Retrieving a butter-knife from the silverware drawer, he pried at the lock, twisted the blade in the shoddy catch to lever it open. The lock gave out in a jerk and scrape, and holding a breath he pulled back the lid. The smell of rotting meat struck Casey first, like the stink of an animal carcass left in the sun. Inside the metal box was a lining of sweating flesh, thin and heavily veined by blue arteries. Fingernails and tiny canines like a baby’s milk-teeth flanked all sides of the box in staggered rows, circling the throat at its center. A wide gullet of corded musculature, flapping open and shut in a wet slap of flesh and smelling like dead animal and intestinal juices. Slap, gurgle, sigh.
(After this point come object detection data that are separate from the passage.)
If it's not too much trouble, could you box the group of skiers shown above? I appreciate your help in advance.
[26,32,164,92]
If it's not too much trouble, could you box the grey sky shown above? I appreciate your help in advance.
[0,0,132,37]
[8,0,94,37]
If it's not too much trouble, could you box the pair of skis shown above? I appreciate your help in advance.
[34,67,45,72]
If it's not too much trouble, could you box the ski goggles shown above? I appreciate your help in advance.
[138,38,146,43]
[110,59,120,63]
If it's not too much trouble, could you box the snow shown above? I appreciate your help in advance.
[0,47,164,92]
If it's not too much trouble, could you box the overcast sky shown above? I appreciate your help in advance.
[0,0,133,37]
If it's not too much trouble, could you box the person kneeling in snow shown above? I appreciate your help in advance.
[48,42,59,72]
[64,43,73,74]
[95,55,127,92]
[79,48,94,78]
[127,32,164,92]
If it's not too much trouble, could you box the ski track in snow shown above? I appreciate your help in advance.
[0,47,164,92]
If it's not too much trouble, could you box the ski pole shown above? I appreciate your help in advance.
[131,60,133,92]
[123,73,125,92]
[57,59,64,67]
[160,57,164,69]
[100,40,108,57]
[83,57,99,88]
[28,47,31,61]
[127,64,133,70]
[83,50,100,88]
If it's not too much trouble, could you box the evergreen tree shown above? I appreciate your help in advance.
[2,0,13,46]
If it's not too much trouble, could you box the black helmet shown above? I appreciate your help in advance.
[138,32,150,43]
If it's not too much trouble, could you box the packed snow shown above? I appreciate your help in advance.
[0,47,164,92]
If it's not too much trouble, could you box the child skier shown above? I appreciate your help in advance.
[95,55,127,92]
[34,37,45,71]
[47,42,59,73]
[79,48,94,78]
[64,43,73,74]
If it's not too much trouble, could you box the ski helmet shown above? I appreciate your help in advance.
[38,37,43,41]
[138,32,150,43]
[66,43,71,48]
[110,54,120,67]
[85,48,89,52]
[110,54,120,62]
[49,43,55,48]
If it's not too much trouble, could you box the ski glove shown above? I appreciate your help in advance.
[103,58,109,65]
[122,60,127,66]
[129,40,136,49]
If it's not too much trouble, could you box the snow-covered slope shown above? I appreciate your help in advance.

Gagging, Casey slammed the box shut and scrambled back across the kitchen, tripping, falling. The room lurched and narrowed his field of vision into a motion-sick tunnel. His pulse beat against in his temple until his sight cleared, grabbing the edge of the counter to drag himself upright. He disregarded the decorative pot of spatulas and spoons that he had sent across the floor, grabbing instead for a kitchen knife from Joel’s cutlery set and brandishing it at the box. The box didn’t move. The sounds of its digesting gullet thinned into a tight sucking noise. Another sigh and the box sounded pleased with itself.
Is that suitably horrible for you? I hope so!
Alright, that just about covers everything. If anybody out there is still curious, hit me up on Tumblr, Twitter, Facebook or email. I almost always respond, unless I’m feeling like an asshole that day. In which case, just try harder.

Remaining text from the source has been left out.